As India steps up its pursuit of stiff climate change mitigation goals by focusing on energy transition, the demand for finance required to implement clean and green projects will not only grow but will also be dynamic.

Experts also agree that an innovative approach to raise capital is the need of the hour. ‘Green bonds’, they feel, is an important option to be actively pursued. In fact, as part of the Government’s overall market borrowings in 2022-23, Union Finance Minister Nirmala Sitharaman announced that ‘Sovereign Green Bonds’ will be issued for mobilising resources for green infrastructure. This is expected to positively stimulate India’s green bonds market.

Like any other bond, a green bond is a debt instrument. The proceeds of a green bond offering are earmarked for financing green projects like manufacturing electric vehicles , setting up mass rapid transport systems, managing water and irrigation and renewable energy. Monies can be raised either by financial institutions for further lending to green projects, or by developers directly for investment in their projects. Green bonds are issued in both unlisted and listed forms.

Persisting challenges

Since green bonds are relatively new, they have to overcome a few problems at the start. Says Deepto Roy, Partner, Shardul Amarchand Mangaldas & Co, “Despite the far-reaching benefits of green bonds, such as being a good alternative to conventional bank debt and attracting a larger pool of investors globally, there are still certain challenges that persist, given that this form of financing is seemingly at a nascent stage. Public and private sector project developers are still educating themselves on the utility of green bonds in infrastructure projects.”

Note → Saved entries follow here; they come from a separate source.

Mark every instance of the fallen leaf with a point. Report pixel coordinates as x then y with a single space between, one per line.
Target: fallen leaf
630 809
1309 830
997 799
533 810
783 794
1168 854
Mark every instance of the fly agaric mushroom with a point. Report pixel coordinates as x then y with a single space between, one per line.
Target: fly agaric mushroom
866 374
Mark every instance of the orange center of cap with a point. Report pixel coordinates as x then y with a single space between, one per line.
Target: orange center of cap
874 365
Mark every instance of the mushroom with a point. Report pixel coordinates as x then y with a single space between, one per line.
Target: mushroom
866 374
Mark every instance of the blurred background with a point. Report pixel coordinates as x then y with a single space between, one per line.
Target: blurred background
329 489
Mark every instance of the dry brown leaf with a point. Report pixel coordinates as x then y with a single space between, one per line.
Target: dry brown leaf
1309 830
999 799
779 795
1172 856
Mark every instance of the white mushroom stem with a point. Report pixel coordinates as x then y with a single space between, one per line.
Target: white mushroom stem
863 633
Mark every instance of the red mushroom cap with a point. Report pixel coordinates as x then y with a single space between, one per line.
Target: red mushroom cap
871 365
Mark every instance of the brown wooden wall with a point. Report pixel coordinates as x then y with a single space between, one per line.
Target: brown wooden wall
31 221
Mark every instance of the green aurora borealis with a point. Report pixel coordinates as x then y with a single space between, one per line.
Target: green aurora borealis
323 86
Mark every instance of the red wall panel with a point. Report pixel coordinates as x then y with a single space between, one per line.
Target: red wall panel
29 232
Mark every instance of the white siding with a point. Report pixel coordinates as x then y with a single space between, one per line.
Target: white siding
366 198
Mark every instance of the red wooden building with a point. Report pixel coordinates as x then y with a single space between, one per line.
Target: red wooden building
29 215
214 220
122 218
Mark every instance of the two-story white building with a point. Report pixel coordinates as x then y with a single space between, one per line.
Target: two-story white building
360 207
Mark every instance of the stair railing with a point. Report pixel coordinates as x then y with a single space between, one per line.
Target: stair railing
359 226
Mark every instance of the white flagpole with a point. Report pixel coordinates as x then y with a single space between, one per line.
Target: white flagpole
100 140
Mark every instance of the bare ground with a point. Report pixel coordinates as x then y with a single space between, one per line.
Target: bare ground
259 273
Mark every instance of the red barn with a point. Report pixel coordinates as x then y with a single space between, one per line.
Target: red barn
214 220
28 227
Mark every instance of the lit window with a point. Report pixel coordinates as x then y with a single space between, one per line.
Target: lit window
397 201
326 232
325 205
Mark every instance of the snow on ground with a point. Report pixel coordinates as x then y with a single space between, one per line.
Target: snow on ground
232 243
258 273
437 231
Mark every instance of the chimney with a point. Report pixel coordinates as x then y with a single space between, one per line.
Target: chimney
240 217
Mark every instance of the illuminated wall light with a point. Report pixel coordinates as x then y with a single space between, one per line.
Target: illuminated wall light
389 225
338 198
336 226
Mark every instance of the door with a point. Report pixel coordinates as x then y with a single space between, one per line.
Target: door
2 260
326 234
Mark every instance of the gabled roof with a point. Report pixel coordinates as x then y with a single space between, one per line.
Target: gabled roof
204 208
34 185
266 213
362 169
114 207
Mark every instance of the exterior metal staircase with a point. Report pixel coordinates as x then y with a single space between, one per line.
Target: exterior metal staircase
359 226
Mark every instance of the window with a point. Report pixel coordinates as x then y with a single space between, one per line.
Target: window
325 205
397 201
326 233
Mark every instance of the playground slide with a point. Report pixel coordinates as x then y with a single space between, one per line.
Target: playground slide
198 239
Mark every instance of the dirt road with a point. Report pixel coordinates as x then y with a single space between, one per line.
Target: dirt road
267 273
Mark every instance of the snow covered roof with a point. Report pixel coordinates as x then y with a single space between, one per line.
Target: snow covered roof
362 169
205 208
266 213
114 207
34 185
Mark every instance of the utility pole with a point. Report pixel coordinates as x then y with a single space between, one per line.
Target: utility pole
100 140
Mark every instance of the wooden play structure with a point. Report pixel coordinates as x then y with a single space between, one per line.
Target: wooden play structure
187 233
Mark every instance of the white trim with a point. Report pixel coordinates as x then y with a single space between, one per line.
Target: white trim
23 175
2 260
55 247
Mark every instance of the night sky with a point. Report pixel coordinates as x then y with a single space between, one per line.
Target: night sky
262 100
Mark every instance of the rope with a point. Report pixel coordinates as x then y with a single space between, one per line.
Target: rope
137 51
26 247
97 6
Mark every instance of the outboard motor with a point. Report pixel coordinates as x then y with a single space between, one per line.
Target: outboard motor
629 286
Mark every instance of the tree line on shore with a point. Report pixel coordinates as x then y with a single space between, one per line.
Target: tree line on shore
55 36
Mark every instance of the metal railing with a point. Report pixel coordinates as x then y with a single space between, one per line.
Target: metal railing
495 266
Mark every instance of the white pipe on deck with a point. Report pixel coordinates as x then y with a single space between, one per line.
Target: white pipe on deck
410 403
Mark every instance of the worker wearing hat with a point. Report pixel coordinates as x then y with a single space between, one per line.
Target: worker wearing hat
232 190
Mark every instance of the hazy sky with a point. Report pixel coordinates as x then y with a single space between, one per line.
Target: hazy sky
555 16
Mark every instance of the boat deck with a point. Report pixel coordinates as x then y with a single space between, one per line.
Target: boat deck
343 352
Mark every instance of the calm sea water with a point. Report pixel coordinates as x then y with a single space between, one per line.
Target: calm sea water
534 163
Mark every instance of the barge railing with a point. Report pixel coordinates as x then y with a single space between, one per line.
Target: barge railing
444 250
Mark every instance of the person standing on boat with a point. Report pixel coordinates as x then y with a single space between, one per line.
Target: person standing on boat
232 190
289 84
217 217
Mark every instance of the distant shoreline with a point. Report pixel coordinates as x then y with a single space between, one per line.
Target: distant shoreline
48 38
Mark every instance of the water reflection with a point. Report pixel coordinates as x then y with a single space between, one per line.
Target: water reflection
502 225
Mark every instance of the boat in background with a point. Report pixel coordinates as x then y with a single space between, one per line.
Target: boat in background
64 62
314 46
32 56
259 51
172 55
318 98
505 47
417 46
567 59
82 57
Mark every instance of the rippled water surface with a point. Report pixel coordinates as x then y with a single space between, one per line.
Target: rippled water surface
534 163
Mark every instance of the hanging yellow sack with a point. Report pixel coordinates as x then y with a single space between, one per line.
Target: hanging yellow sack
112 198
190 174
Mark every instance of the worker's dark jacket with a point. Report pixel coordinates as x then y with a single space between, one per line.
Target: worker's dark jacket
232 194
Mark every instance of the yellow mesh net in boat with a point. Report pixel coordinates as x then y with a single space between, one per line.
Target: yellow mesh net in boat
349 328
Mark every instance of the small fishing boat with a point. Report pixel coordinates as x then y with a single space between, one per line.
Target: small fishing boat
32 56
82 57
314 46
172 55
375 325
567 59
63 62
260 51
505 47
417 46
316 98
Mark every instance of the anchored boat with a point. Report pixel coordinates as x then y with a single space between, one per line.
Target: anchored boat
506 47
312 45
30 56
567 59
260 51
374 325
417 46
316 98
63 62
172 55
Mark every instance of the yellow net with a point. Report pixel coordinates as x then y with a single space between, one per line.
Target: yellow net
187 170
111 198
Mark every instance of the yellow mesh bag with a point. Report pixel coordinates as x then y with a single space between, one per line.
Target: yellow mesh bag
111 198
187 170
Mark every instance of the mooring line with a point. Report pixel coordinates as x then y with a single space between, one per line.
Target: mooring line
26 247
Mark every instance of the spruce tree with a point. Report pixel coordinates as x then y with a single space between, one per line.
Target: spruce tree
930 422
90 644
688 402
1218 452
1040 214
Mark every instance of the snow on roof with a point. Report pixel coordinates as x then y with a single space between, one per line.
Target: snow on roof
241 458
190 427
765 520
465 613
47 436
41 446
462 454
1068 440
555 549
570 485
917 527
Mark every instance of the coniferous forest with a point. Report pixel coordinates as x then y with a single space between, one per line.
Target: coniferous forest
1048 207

From a regulatory perspective, too, there needs to be more crystallisation with some changes brought about in the last one year in India. The SEBI has acknowledged the growing need to regulate listed green bonds and has taken a proactive approach. Consequently, in 2021, it issued the ‘SEBI (Issue and Listing of Non-Convertible Securities) Regulations, 2021’ for governance of listed green bonds. The NCS regulation was further modified at the end of the year and now provides an illustrative list of green projects which includes projects concerning renewable energy and clean transportation.

Revised SEBI circular

Explains Roy, “NCS regulation did not go into the granularity of how the issue of green bonds will be regulated, and simply stated that green bonds will comply with conditions that may be specified by SEBI. Therefore, SEBI notified a revised circular on December 17, 2021, wherein chapter IX of the operational circular specifically dealt with issue of green bonds, stipulating disclosure requirements in the offer documents for such bonds, which are over and above the disclosure requirements for non-convertible debentures under the NCS regulation, and included disclosure of statement of environmental objectives and details of procedure implemented for tracking deployment of proceeds from issue of green bonds.”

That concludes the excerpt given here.